Cher contemplatif,
Par la force des choses, tu es devenu, bon an, mal an, depuis plus de soixante ans, un vrai citadin. Un habitant de la ville. Un homme des villes. Mais l'homme des champs n'est jamais loin. La campagne te fascine toujours autant. Une traverse départementale et tu te laisses embarquer par la couleur d'un ciel ou la texture d'un champ. Image banale pour la plupart, mais pour toi vrai tableau champêtre. Impressionniste et expressionniste. C'est toi le peintre. Toi l'artiste. Sur le motif. Sans motif.
Ton musée préféré: le musée de la nature. Entrée permanente et gratuite. Toutes les toiles sont là.

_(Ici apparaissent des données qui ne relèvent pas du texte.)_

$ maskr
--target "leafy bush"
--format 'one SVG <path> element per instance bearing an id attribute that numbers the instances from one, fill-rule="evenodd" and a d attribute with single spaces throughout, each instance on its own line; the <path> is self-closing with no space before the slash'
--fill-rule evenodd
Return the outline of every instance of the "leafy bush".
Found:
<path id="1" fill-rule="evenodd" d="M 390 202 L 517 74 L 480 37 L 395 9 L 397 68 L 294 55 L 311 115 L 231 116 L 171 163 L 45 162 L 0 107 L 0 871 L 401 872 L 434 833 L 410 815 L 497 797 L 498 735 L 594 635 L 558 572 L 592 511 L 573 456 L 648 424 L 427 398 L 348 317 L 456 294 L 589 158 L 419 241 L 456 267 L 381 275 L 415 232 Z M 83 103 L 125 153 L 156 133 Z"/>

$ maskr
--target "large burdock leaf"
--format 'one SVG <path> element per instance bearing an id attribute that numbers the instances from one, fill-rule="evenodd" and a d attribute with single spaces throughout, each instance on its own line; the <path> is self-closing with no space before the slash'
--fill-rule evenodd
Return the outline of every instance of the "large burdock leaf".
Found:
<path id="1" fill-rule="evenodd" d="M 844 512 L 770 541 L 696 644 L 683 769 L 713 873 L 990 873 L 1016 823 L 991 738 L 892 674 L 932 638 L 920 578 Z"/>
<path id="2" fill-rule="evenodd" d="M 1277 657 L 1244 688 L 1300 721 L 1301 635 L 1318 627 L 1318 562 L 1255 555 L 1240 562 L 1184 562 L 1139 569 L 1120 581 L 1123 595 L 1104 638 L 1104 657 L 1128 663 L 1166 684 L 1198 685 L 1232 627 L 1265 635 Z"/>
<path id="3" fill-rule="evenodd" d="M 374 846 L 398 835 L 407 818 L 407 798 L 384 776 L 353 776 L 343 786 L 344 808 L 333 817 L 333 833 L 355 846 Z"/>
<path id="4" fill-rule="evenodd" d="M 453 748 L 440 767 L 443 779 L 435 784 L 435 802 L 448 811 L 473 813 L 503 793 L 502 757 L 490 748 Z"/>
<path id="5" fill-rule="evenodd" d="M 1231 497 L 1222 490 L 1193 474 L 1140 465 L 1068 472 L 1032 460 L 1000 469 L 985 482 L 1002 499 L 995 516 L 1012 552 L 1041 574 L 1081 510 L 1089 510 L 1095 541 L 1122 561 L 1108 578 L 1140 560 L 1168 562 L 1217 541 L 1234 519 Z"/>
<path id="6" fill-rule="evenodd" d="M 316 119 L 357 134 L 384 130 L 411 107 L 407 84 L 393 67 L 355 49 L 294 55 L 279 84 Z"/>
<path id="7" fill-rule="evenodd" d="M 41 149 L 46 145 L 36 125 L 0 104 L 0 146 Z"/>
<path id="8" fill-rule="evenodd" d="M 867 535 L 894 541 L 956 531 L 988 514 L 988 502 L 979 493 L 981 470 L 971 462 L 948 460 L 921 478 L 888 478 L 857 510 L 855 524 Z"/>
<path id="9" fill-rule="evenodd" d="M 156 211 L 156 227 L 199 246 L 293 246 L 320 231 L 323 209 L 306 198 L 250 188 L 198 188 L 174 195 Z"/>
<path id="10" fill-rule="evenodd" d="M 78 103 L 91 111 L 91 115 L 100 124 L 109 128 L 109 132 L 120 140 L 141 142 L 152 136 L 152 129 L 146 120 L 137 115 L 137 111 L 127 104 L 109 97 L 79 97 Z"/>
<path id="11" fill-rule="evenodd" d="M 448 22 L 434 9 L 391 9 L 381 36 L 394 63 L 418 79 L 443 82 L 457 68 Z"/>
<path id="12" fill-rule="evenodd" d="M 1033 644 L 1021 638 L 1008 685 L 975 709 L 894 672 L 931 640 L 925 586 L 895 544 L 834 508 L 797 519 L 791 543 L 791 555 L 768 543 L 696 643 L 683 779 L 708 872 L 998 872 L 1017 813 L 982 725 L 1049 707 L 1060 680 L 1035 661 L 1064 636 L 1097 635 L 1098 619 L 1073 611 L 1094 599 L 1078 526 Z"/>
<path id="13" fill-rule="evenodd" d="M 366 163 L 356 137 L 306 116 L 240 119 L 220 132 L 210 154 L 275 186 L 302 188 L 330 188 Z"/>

A portée de main. Juste à faire le cadre. Avec les yeux. Avec le cœur. Qui n'a jamais succombé devant ces toiles nature, offertes sans façon, selon l'heure ou la saison, ne peut rien comprendre à Barbizon, rien comprendre à Monet, Manet, Sisley, Corot, Pissaro, Van Gogh and co.
Ton premier musée, tu l'as dit un jour à ta mère amusée, ce sont les champs et les bois, les chemins et ce qu'on y voit.
En ce temps-là de tes dix ans, où tu prends un plaisir immense à plonger dans les meules de foin, tu ne sais rien des Meules de Monnet. Meules moissonnées à partir de la fin de l'été 1890. La lumière comme personnage principal. Monet qui décide de peindre ses meules à différentes heures de la journée, dans la brume du matin, au lever comme au coucher du soleil. Ou sous la neige.